Первой его женой стала Евгения Гронфайн, гимназистка, дочь богатого киевского фабриканта, которую Бабель полюбил еще бедным студентом и, не встретив понимания со стороны ее родителей, попросту увез в Одессу. Тесть, как вспоминает Паустовский, проклял род Бабеля до десятого колена и лишил дочь наследства. Впрочем, вскоре случилась революция, завод Гронфайна национализировали, а его беспутный зять, наоборот, вышел в люди — стал знаменитым писателем, получающим большие гонорары. Нужно сказать, что Бабель спустя многие годы, уже расставшись с первой женой, ездил хоронить ее отца и выправил ее матери (которую не выносил) паспорт для отъезда за границу. Бабель по мере сил заботился обо всех своих женах и детях и сохранял с ними дружеские отношения, пока они ему это позволяли.
С Тамарой Кашириной (которую он ласково называл Таратутой), актрисой театра Мейерхольда, Бабель познакомился, переехав в Москву: этот роман стал одной из причин фактического развода с женой, которая эмигрировала в Париж и стала там художницей. Впрочем, этот брак тоже не сложился: Бабель постоянно был в разъездах. Каширина в воспоминаниях сдержанно называет их отношения дружбой, хотя они провели вместе два года и у них был общий сын Эммануил. Расставшись с Бабелем, Каширина вышла замуж за писателя Всеволода Иванова, который усыновил мальчика, сменив ему имя на Михаил.
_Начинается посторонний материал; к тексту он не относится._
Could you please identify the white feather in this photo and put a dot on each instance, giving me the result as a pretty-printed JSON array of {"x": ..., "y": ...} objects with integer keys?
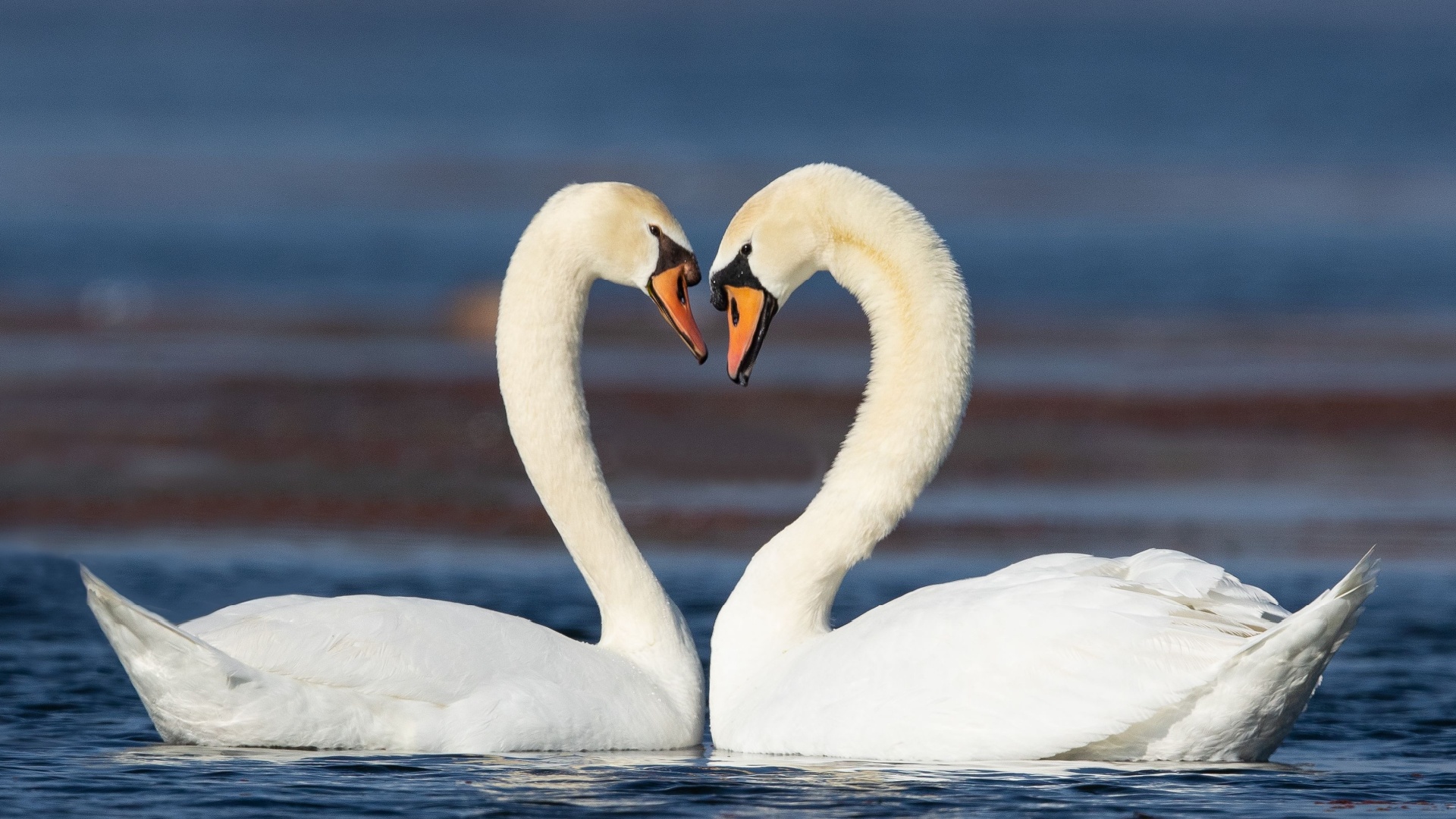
[
  {"x": 403, "y": 673},
  {"x": 1153, "y": 656}
]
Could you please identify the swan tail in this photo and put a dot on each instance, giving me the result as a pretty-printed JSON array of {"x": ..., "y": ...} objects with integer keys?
[
  {"x": 1251, "y": 704},
  {"x": 182, "y": 681}
]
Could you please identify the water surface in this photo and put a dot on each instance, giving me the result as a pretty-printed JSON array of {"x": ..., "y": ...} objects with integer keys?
[{"x": 1379, "y": 735}]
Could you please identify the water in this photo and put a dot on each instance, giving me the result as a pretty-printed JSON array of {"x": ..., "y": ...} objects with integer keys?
[
  {"x": 1274, "y": 156},
  {"x": 1379, "y": 735}
]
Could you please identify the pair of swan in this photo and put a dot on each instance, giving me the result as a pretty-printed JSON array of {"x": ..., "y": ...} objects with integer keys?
[{"x": 1153, "y": 656}]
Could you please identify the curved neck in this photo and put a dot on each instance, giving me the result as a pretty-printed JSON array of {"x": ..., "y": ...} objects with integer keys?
[
  {"x": 893, "y": 262},
  {"x": 544, "y": 303}
]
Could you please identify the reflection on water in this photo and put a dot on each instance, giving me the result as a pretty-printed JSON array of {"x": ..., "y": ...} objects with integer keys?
[{"x": 1378, "y": 735}]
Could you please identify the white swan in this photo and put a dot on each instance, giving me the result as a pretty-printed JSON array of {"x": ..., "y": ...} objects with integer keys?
[
  {"x": 413, "y": 675},
  {"x": 1153, "y": 656}
]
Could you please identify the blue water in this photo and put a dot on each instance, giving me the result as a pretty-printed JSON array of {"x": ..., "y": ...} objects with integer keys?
[
  {"x": 384, "y": 153},
  {"x": 1379, "y": 735}
]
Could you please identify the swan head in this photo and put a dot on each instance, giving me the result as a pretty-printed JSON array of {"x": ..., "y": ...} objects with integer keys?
[
  {"x": 774, "y": 245},
  {"x": 634, "y": 240}
]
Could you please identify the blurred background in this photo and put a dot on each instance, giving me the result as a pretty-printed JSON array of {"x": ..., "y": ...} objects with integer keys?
[{"x": 249, "y": 253}]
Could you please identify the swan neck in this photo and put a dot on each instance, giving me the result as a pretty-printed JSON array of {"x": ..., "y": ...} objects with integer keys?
[
  {"x": 539, "y": 327},
  {"x": 913, "y": 295}
]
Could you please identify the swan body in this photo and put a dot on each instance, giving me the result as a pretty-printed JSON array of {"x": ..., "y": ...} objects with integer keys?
[
  {"x": 416, "y": 675},
  {"x": 1152, "y": 656}
]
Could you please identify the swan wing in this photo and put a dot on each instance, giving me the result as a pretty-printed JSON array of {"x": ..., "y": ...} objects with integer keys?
[
  {"x": 379, "y": 672},
  {"x": 402, "y": 648},
  {"x": 1041, "y": 657}
]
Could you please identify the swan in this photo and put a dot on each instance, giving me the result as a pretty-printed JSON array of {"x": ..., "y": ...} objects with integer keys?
[
  {"x": 1065, "y": 656},
  {"x": 431, "y": 676}
]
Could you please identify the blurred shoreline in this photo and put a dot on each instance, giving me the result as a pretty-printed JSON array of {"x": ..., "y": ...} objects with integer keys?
[{"x": 1277, "y": 436}]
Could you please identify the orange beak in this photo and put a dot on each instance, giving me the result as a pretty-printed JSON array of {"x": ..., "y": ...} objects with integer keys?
[
  {"x": 750, "y": 311},
  {"x": 669, "y": 292}
]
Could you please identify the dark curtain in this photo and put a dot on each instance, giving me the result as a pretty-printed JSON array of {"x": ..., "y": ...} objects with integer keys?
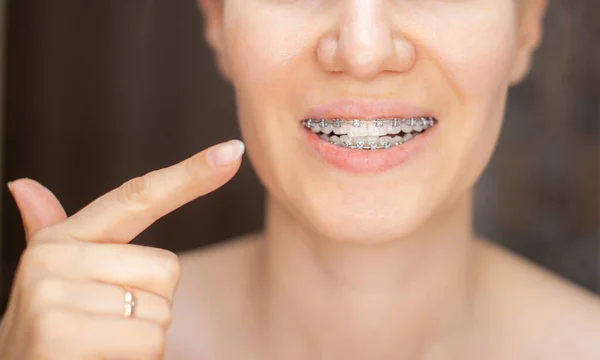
[{"x": 100, "y": 91}]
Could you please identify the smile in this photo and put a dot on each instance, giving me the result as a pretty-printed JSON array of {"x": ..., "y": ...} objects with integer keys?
[{"x": 369, "y": 134}]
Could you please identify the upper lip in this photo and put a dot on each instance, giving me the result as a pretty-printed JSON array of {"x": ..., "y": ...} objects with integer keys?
[{"x": 365, "y": 110}]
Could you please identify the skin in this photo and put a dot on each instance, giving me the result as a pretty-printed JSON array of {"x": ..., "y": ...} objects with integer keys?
[{"x": 332, "y": 276}]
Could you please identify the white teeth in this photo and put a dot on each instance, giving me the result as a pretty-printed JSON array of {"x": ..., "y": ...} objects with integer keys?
[
  {"x": 373, "y": 142},
  {"x": 394, "y": 130},
  {"x": 419, "y": 126},
  {"x": 360, "y": 142},
  {"x": 376, "y": 129},
  {"x": 342, "y": 129},
  {"x": 345, "y": 140},
  {"x": 361, "y": 130},
  {"x": 327, "y": 129},
  {"x": 368, "y": 134},
  {"x": 386, "y": 141}
]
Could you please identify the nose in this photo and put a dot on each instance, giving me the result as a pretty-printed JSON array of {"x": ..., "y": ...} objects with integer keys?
[{"x": 365, "y": 44}]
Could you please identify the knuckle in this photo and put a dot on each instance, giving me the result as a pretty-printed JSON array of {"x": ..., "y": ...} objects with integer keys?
[
  {"x": 33, "y": 259},
  {"x": 42, "y": 235},
  {"x": 43, "y": 293},
  {"x": 47, "y": 328},
  {"x": 166, "y": 317},
  {"x": 43, "y": 258},
  {"x": 136, "y": 193}
]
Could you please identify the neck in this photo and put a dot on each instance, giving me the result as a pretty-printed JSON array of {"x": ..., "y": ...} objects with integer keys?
[{"x": 337, "y": 300}]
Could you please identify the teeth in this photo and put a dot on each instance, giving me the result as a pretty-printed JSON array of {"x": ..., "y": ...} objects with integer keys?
[
  {"x": 407, "y": 126},
  {"x": 376, "y": 129},
  {"x": 370, "y": 134},
  {"x": 373, "y": 142},
  {"x": 325, "y": 127},
  {"x": 394, "y": 130},
  {"x": 345, "y": 141},
  {"x": 360, "y": 142},
  {"x": 339, "y": 127},
  {"x": 419, "y": 126},
  {"x": 361, "y": 130},
  {"x": 386, "y": 141}
]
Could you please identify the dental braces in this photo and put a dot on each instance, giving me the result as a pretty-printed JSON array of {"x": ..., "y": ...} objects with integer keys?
[
  {"x": 369, "y": 144},
  {"x": 425, "y": 122}
]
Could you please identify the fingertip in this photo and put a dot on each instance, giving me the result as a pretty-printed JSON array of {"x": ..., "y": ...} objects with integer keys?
[{"x": 226, "y": 154}]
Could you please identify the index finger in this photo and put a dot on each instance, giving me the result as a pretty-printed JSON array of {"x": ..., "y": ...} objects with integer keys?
[{"x": 123, "y": 213}]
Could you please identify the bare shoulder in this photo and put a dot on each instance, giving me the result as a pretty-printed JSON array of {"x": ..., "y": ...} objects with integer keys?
[
  {"x": 215, "y": 281},
  {"x": 537, "y": 309}
]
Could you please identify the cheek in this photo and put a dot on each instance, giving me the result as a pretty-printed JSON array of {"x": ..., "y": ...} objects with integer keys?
[{"x": 472, "y": 52}]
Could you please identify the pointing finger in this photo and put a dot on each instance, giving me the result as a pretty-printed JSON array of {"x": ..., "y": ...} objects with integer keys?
[
  {"x": 122, "y": 214},
  {"x": 38, "y": 206}
]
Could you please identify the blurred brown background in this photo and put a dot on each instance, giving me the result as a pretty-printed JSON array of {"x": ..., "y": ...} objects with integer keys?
[{"x": 100, "y": 91}]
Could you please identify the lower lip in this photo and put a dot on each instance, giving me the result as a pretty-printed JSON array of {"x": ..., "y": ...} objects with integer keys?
[{"x": 366, "y": 161}]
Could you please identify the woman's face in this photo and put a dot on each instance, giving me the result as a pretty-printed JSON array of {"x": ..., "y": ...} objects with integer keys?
[{"x": 291, "y": 60}]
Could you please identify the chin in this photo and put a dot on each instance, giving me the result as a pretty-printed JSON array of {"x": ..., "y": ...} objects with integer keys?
[{"x": 361, "y": 219}]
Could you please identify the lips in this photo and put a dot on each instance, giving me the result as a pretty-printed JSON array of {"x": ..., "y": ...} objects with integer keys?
[{"x": 367, "y": 136}]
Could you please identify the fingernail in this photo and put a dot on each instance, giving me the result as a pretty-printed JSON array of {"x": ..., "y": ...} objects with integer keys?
[{"x": 224, "y": 154}]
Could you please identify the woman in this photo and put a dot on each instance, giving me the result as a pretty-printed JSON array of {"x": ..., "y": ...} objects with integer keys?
[{"x": 368, "y": 121}]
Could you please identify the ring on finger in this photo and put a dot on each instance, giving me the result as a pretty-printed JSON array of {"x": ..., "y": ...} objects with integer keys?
[{"x": 130, "y": 303}]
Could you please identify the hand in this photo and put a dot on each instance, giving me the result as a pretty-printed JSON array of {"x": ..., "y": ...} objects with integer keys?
[{"x": 68, "y": 298}]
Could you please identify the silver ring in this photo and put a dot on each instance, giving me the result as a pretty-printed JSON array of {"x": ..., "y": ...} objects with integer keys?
[{"x": 129, "y": 304}]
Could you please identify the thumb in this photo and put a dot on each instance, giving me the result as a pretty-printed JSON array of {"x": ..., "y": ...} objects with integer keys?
[{"x": 38, "y": 206}]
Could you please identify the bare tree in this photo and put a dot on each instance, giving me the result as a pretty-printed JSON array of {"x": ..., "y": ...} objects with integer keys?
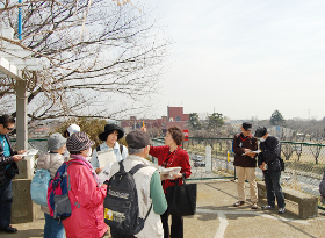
[{"x": 93, "y": 56}]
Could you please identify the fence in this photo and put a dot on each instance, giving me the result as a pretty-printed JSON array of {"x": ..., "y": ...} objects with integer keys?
[{"x": 304, "y": 162}]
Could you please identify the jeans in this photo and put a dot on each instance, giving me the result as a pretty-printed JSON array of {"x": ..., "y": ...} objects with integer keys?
[
  {"x": 177, "y": 225},
  {"x": 52, "y": 228},
  {"x": 242, "y": 173},
  {"x": 273, "y": 187},
  {"x": 6, "y": 198}
]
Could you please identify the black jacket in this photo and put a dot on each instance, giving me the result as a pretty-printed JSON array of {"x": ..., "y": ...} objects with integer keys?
[
  {"x": 271, "y": 154},
  {"x": 4, "y": 161},
  {"x": 247, "y": 143}
]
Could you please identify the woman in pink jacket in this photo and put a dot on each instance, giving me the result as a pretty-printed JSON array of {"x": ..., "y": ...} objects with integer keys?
[{"x": 87, "y": 218}]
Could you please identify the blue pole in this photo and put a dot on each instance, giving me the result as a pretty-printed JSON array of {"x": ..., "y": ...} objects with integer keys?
[{"x": 20, "y": 21}]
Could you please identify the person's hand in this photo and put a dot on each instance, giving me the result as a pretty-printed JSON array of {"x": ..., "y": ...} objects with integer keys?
[
  {"x": 163, "y": 176},
  {"x": 177, "y": 175},
  {"x": 251, "y": 154},
  {"x": 99, "y": 170},
  {"x": 20, "y": 152},
  {"x": 104, "y": 185},
  {"x": 17, "y": 158}
]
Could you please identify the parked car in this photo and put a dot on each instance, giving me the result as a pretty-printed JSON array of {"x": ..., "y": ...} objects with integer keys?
[{"x": 199, "y": 164}]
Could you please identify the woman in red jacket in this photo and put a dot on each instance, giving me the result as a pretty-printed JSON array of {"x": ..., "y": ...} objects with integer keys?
[{"x": 172, "y": 155}]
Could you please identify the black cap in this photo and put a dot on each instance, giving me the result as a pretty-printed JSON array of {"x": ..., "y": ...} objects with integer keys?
[
  {"x": 137, "y": 140},
  {"x": 247, "y": 126}
]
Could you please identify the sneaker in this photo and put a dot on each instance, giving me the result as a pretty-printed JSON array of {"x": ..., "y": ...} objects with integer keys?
[
  {"x": 267, "y": 207},
  {"x": 255, "y": 206},
  {"x": 239, "y": 203},
  {"x": 9, "y": 230}
]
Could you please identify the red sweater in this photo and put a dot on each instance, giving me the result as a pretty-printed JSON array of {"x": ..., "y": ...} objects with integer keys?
[{"x": 166, "y": 158}]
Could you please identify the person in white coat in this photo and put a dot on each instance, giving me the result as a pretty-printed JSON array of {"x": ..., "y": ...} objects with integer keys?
[
  {"x": 109, "y": 136},
  {"x": 51, "y": 161},
  {"x": 148, "y": 186}
]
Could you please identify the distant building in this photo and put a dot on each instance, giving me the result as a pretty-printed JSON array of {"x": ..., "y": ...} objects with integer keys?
[{"x": 175, "y": 117}]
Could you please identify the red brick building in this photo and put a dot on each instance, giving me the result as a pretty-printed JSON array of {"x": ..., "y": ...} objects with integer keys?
[{"x": 158, "y": 127}]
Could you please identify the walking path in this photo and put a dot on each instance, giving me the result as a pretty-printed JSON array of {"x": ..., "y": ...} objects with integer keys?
[{"x": 216, "y": 218}]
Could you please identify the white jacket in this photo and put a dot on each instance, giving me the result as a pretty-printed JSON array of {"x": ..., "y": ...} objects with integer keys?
[
  {"x": 153, "y": 227},
  {"x": 50, "y": 162}
]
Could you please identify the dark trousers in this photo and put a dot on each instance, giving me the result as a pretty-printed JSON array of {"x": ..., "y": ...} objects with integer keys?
[
  {"x": 273, "y": 189},
  {"x": 115, "y": 234},
  {"x": 5, "y": 203},
  {"x": 177, "y": 225}
]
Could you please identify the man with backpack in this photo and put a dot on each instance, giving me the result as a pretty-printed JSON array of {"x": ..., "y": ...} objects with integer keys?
[
  {"x": 8, "y": 169},
  {"x": 243, "y": 146},
  {"x": 147, "y": 203},
  {"x": 271, "y": 163}
]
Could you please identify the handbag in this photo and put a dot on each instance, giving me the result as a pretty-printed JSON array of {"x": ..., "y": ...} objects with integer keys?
[
  {"x": 181, "y": 199},
  {"x": 12, "y": 170}
]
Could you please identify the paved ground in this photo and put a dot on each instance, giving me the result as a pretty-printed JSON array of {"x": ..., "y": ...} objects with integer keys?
[{"x": 216, "y": 218}]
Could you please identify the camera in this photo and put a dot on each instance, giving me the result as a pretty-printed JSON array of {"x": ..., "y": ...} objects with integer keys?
[{"x": 260, "y": 132}]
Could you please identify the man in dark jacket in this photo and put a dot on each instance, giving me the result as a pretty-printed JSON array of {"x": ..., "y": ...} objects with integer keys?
[
  {"x": 243, "y": 145},
  {"x": 270, "y": 162},
  {"x": 8, "y": 169}
]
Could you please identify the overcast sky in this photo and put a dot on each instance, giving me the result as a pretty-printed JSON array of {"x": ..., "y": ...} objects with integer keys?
[{"x": 243, "y": 57}]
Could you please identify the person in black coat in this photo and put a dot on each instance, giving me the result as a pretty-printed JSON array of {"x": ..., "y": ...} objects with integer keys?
[
  {"x": 270, "y": 162},
  {"x": 8, "y": 169}
]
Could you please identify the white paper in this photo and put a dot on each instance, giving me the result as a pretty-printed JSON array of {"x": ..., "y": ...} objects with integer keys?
[
  {"x": 104, "y": 175},
  {"x": 30, "y": 153},
  {"x": 169, "y": 171},
  {"x": 105, "y": 157}
]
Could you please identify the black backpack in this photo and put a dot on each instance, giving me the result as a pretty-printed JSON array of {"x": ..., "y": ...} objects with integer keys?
[
  {"x": 121, "y": 210},
  {"x": 121, "y": 149}
]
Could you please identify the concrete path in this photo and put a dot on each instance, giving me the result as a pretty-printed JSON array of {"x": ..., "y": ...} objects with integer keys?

Позднее Бабель и Гронфайн предприняли неуспешную попытку воссоединения, результатом которой стала дочь Наталья. С последней женой, Антониной Пирожковой, первой в СССР женщиной — инженером-метростроевцем, «принцессой Турандот из конструкторского отдела», как представлял ее писатель, он познакомился 3 сентября 1932 года. Ровно в этот день Бабель наконец получил выездную визу, чтобы ехать в Париж — знакомиться со своей трехлетней дочерью. Недолго думая, писатель поселил Антонину в собственную квартиру и отбыл. Спустя год они жили вместе, в 1937 году родилась их дочь Лидия. Этот брак оказался очень счастливым, но, к несчастью, недолгим: в 1939 году писатель был арестован. Антонина прожила с Бабелем семь лет и пережила его на 70. Замужем она больше не была — 15 лет ждала мужа из лагеря и пыталась выяснить его судьбу: о расстреле стало известно только в 1954 году. Антонина Пирожкова собрала и издала немногие сохранившиеся письма и рукописи писателя и под конец жизни, уже в эмиграции, написала о нем воспоминания — «Семь лет с Исааком Бабелем».